Signal embeds shady cryptocurrency in its service
Many technologists viscerally felt yesterday's announcement as a punch to the gut when we heard that the Signal messaging app was bundling an embedded cryptocurrency. This news really cut to heart of what many technologists have felt before when we as loyal users have been exploited and betrayed by corporations, but this time it felt much deeper because it introduced a conflict of interest from our fellow technologists that we truly believed were advancing a cause many of us also believed in. So many of us have spent significant time and social capital moving our friends and family away from the exploitative data siphon platforms that Facebook et al offer, and on to Signal in the hopes of breaking the cycle of commercial exploitation of our online relationships. And some of us feel used.

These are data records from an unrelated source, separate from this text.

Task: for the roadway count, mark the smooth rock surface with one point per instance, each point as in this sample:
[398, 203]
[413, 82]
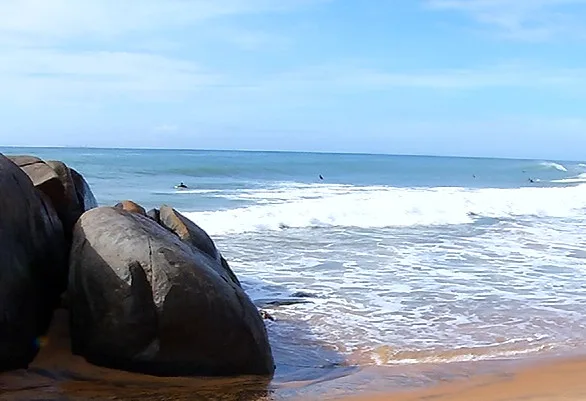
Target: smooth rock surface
[33, 267]
[143, 300]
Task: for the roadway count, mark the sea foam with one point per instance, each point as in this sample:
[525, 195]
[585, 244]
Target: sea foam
[378, 207]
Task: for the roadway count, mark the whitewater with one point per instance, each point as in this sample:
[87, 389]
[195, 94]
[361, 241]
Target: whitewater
[389, 259]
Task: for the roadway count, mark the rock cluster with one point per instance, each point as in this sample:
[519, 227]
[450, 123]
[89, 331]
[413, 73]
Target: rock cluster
[147, 292]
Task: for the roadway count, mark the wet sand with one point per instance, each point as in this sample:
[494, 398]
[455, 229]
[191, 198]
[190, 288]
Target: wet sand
[58, 375]
[557, 380]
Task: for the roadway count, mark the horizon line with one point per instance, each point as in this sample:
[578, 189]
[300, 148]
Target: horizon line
[323, 152]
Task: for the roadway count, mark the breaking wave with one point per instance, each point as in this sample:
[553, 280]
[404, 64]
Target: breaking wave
[378, 207]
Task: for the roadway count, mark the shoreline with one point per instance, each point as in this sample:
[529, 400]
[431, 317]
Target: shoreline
[57, 374]
[536, 379]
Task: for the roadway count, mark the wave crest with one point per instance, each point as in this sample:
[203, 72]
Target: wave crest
[379, 207]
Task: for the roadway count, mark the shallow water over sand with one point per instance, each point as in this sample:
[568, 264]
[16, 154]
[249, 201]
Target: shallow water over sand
[390, 264]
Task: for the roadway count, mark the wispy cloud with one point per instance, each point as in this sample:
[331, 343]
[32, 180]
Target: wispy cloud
[531, 20]
[38, 75]
[166, 128]
[348, 77]
[108, 18]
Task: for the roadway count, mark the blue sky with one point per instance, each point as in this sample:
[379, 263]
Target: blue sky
[458, 77]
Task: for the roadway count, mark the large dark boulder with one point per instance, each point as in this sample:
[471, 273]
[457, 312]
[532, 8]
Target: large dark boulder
[33, 266]
[67, 190]
[131, 206]
[195, 236]
[143, 300]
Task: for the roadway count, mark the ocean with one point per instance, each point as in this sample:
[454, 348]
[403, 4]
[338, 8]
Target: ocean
[387, 260]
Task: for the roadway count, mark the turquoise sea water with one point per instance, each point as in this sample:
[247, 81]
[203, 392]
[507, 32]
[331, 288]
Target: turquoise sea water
[387, 260]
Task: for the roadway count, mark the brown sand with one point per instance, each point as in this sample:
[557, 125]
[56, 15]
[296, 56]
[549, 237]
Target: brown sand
[57, 375]
[560, 380]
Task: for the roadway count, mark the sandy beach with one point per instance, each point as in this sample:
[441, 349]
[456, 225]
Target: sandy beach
[56, 374]
[558, 380]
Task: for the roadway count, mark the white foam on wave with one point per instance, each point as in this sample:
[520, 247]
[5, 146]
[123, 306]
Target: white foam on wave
[574, 180]
[378, 207]
[554, 165]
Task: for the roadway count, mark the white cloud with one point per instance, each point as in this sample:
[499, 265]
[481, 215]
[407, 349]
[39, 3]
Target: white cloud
[532, 20]
[166, 128]
[351, 77]
[109, 18]
[38, 75]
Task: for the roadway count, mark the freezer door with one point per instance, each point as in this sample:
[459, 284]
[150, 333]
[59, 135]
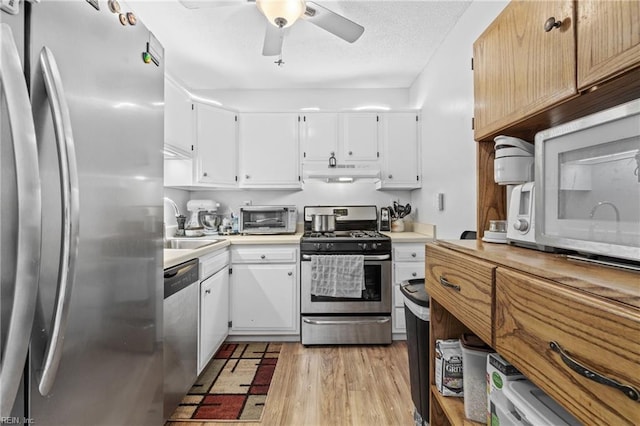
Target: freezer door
[97, 343]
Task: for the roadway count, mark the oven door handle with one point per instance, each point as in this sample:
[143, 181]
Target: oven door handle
[366, 257]
[376, 320]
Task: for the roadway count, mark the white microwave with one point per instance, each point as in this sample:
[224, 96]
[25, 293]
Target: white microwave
[587, 184]
[260, 220]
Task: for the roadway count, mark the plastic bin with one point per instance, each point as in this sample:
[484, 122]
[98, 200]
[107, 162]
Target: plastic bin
[474, 377]
[533, 407]
[416, 313]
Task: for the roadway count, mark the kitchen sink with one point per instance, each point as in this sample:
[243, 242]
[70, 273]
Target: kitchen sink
[189, 244]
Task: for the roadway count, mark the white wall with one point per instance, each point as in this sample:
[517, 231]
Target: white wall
[444, 91]
[297, 100]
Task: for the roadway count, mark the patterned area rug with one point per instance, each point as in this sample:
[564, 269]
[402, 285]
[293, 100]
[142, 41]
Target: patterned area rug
[233, 386]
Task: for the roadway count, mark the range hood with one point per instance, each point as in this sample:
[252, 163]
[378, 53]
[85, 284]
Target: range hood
[341, 173]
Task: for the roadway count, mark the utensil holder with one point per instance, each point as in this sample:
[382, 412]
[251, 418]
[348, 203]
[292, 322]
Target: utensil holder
[397, 225]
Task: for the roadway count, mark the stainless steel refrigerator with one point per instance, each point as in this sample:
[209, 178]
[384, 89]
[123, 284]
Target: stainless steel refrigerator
[81, 215]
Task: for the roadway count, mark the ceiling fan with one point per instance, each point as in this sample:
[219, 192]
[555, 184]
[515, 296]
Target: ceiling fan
[281, 14]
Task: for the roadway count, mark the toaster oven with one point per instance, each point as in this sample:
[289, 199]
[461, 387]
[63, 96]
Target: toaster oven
[268, 220]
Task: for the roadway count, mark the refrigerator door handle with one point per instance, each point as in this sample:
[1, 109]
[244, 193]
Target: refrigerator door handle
[70, 216]
[29, 204]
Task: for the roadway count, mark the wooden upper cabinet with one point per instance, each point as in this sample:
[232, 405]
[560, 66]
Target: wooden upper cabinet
[608, 35]
[519, 68]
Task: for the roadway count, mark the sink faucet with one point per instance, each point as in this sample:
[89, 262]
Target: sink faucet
[173, 204]
[180, 219]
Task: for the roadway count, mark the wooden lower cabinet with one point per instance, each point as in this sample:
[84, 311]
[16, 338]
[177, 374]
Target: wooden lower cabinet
[539, 304]
[532, 315]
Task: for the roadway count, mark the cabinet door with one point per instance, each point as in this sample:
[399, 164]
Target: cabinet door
[264, 298]
[400, 151]
[536, 319]
[269, 150]
[608, 35]
[215, 146]
[519, 69]
[214, 315]
[319, 136]
[178, 126]
[359, 137]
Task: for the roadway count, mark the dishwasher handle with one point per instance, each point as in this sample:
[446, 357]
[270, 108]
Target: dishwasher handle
[180, 277]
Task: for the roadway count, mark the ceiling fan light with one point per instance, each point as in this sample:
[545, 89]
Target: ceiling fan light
[281, 13]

Signal users are overwhelmingly tech savvy consumers and we're not idiots. Do they think we don't see through the thinly veiled pump and dump scheme that's proposed? It's an old scam with a new face.

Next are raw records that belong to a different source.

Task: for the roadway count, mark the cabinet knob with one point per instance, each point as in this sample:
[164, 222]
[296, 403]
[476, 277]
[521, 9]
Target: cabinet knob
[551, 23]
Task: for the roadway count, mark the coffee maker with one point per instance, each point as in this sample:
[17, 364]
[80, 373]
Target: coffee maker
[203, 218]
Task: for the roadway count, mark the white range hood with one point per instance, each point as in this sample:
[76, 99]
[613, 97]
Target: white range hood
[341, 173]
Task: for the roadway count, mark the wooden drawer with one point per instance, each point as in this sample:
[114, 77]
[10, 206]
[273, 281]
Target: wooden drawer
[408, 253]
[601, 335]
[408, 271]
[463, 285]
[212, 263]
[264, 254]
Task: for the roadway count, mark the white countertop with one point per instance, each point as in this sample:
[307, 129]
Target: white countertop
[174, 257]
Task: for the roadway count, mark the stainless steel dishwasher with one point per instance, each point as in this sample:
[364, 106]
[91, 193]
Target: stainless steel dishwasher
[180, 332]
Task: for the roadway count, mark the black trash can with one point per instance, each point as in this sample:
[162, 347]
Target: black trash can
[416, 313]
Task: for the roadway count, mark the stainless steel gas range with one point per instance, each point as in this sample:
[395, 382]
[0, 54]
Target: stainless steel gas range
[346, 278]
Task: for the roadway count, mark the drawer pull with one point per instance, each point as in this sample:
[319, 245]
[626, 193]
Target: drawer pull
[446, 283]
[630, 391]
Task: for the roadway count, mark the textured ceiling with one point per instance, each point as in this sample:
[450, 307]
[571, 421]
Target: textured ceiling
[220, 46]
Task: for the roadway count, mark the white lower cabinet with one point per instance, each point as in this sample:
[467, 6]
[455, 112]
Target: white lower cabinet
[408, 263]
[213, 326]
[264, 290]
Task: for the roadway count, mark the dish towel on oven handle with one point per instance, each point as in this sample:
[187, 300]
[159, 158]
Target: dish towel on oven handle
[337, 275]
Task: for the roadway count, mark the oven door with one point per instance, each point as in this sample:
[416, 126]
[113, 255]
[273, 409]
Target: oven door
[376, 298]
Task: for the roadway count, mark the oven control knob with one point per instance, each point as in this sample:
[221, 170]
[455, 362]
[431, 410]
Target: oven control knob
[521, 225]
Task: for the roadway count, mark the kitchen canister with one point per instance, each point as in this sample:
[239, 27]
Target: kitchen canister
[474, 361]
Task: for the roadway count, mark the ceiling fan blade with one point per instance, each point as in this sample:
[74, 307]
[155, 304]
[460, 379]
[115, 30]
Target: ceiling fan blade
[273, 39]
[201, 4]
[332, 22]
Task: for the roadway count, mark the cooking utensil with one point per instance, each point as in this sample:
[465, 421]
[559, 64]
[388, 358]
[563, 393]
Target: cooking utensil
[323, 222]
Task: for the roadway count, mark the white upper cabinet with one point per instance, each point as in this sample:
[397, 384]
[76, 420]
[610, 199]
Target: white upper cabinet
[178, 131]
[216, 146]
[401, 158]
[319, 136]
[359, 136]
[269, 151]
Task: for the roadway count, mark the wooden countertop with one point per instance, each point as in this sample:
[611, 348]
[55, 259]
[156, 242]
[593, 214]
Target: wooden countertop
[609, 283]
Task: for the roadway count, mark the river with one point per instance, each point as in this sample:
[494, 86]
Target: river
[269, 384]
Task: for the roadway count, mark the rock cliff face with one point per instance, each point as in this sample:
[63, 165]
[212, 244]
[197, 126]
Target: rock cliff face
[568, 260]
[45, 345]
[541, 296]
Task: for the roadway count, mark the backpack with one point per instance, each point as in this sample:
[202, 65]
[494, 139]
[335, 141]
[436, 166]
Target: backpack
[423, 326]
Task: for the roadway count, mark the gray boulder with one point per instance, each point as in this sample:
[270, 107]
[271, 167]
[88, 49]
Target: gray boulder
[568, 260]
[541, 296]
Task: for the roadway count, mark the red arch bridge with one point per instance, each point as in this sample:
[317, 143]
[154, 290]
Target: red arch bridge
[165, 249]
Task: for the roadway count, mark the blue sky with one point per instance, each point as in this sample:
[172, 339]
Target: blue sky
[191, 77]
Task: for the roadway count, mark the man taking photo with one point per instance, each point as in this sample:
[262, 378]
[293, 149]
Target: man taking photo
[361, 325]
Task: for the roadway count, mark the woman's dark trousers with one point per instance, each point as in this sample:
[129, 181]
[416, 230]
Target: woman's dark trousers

Allegedly the controlling entity prints 250 million units of some artificially scarce trashcoin called MOB (coincidence?) of which the issuing organization controls 85% of the supply. This token then floats on a shady offshore cryptocurrency exchange hiding in the Cayman Islands or the Bahamas, where users can buy and exchange the token. The token is wash traded back and forth by insiders and the exchange itself to artificially pump up the price before it's dumped on users in the UK to buy to allegedly use as payments". All of this while insiders are free to silently use information asymmetry to cash out on the influx of pumped hype-driven buys before the token crashes in value. Did I mention that the exchange that floats the token is the primary investor in the company itself, does anyone else see a major conflict of interest here?

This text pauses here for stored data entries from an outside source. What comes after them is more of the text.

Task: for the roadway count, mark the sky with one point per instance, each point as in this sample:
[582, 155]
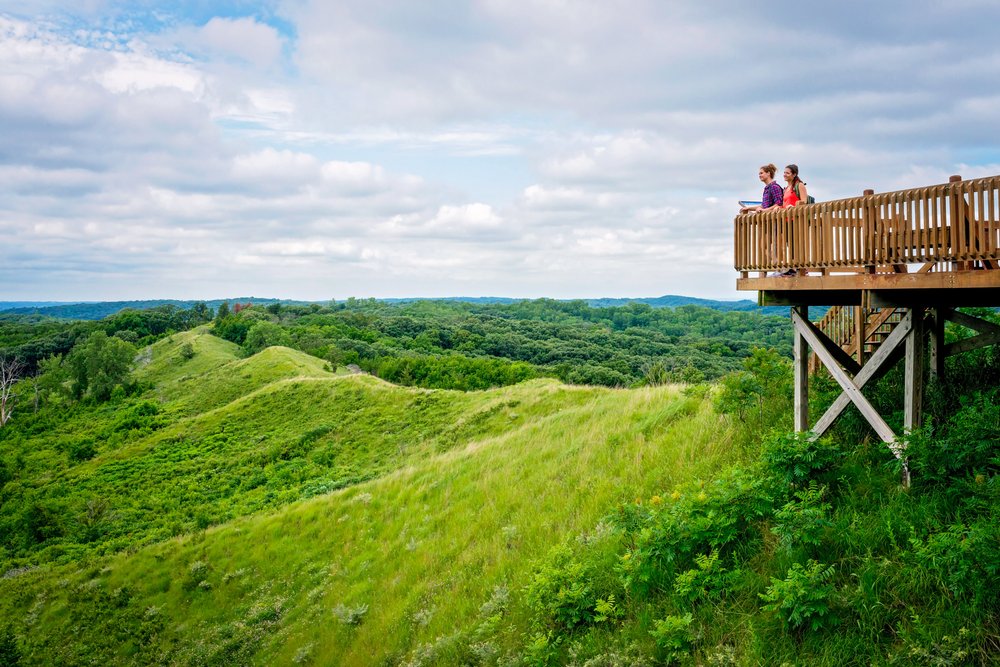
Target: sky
[320, 150]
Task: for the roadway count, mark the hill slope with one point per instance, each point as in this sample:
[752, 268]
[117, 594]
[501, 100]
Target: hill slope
[464, 492]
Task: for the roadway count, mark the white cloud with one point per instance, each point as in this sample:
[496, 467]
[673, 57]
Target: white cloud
[464, 147]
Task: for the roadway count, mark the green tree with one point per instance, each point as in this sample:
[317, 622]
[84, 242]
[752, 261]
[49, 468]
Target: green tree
[100, 363]
[53, 376]
[265, 334]
[200, 312]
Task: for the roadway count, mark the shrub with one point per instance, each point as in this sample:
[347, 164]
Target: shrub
[966, 445]
[673, 636]
[796, 458]
[10, 655]
[804, 519]
[350, 615]
[708, 580]
[922, 646]
[694, 522]
[963, 559]
[803, 598]
[560, 592]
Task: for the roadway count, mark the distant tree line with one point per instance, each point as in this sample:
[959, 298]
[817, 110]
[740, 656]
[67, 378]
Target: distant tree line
[460, 345]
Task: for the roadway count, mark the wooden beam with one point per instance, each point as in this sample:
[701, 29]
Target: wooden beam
[846, 383]
[842, 357]
[913, 390]
[868, 372]
[801, 374]
[969, 344]
[937, 351]
[860, 318]
[970, 322]
[877, 281]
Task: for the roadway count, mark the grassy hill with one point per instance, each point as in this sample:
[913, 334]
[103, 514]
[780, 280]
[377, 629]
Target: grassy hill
[265, 510]
[449, 495]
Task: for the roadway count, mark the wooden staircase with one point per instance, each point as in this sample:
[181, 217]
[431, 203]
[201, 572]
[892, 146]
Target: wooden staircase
[843, 324]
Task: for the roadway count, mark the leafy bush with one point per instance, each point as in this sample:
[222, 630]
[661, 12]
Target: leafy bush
[673, 636]
[696, 521]
[964, 561]
[10, 655]
[763, 384]
[350, 615]
[804, 519]
[921, 646]
[708, 580]
[967, 445]
[560, 592]
[803, 598]
[796, 458]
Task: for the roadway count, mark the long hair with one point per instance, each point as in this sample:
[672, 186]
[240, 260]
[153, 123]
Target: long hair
[794, 168]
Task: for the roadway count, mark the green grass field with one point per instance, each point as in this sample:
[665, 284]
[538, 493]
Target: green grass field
[268, 511]
[273, 494]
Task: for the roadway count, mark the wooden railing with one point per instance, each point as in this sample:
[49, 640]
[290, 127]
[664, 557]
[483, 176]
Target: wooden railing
[953, 222]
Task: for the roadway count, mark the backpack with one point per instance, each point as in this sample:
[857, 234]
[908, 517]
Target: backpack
[809, 200]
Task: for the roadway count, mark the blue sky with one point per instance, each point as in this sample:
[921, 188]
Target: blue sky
[317, 150]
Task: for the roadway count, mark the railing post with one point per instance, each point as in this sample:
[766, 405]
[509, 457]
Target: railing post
[959, 232]
[868, 225]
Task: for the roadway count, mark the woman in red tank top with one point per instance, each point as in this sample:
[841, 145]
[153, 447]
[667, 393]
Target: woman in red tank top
[790, 197]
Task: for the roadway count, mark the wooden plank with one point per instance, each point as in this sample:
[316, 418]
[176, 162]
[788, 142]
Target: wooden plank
[846, 383]
[937, 353]
[913, 387]
[860, 317]
[969, 344]
[870, 370]
[970, 322]
[801, 374]
[831, 346]
[864, 281]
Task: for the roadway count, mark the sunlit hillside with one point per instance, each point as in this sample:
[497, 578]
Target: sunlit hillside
[298, 498]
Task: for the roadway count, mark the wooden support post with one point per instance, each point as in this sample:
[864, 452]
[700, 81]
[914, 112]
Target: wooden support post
[851, 390]
[914, 389]
[860, 323]
[801, 373]
[937, 344]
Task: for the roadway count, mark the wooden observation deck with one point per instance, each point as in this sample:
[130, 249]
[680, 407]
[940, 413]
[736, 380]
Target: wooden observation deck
[894, 266]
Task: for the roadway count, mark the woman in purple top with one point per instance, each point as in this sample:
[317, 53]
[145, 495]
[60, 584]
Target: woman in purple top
[772, 191]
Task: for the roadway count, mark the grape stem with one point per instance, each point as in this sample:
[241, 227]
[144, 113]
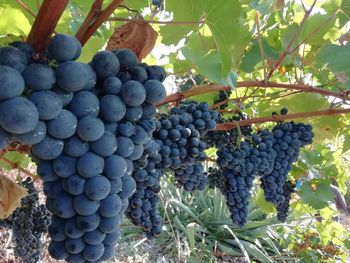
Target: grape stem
[95, 18]
[300, 115]
[45, 22]
[15, 166]
[252, 84]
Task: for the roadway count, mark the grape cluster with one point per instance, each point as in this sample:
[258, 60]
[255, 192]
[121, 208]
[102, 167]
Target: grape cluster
[239, 166]
[221, 138]
[176, 145]
[283, 207]
[143, 207]
[28, 224]
[87, 124]
[289, 138]
[181, 147]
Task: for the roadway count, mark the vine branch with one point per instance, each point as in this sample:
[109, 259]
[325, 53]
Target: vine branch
[291, 116]
[45, 22]
[155, 21]
[25, 7]
[95, 18]
[251, 84]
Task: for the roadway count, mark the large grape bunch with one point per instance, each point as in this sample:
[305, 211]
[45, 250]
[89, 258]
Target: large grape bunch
[179, 135]
[143, 207]
[219, 139]
[28, 224]
[239, 164]
[87, 124]
[289, 138]
[283, 207]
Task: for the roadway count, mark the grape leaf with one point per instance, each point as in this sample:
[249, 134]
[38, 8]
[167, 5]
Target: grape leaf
[336, 57]
[183, 10]
[13, 21]
[221, 17]
[10, 196]
[318, 196]
[208, 65]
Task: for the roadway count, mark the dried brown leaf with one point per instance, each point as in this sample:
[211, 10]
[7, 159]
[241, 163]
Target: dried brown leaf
[10, 196]
[138, 36]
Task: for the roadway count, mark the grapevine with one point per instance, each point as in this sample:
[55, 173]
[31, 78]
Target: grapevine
[103, 134]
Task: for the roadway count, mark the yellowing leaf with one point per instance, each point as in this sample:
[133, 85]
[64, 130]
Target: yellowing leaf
[13, 21]
[10, 196]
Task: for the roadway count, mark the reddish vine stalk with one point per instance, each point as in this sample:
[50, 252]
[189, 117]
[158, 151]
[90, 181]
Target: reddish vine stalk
[329, 112]
[45, 22]
[95, 18]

And there goes Signal, down the drain, throwing away all the goodwill it has managed to build up. Apparently, the donations they received from users weren't enough, and it has to resort to shady schemes like these to keep the service running. I wasn't using Signal to begin with, but this ensures I'm not touch it with a ten foot pole.
As for cryptocurrency, a topic we effectively do not cover on OSNews - I'm not saying cryptocurrency is by definition shady, but let's just say I don't read many stories about cryptocurrency that instill me with any confidence in its trustworthiness and stability in any way, shape, or form. The technology in and of itself is cool, but what people are doing with it is, well, not.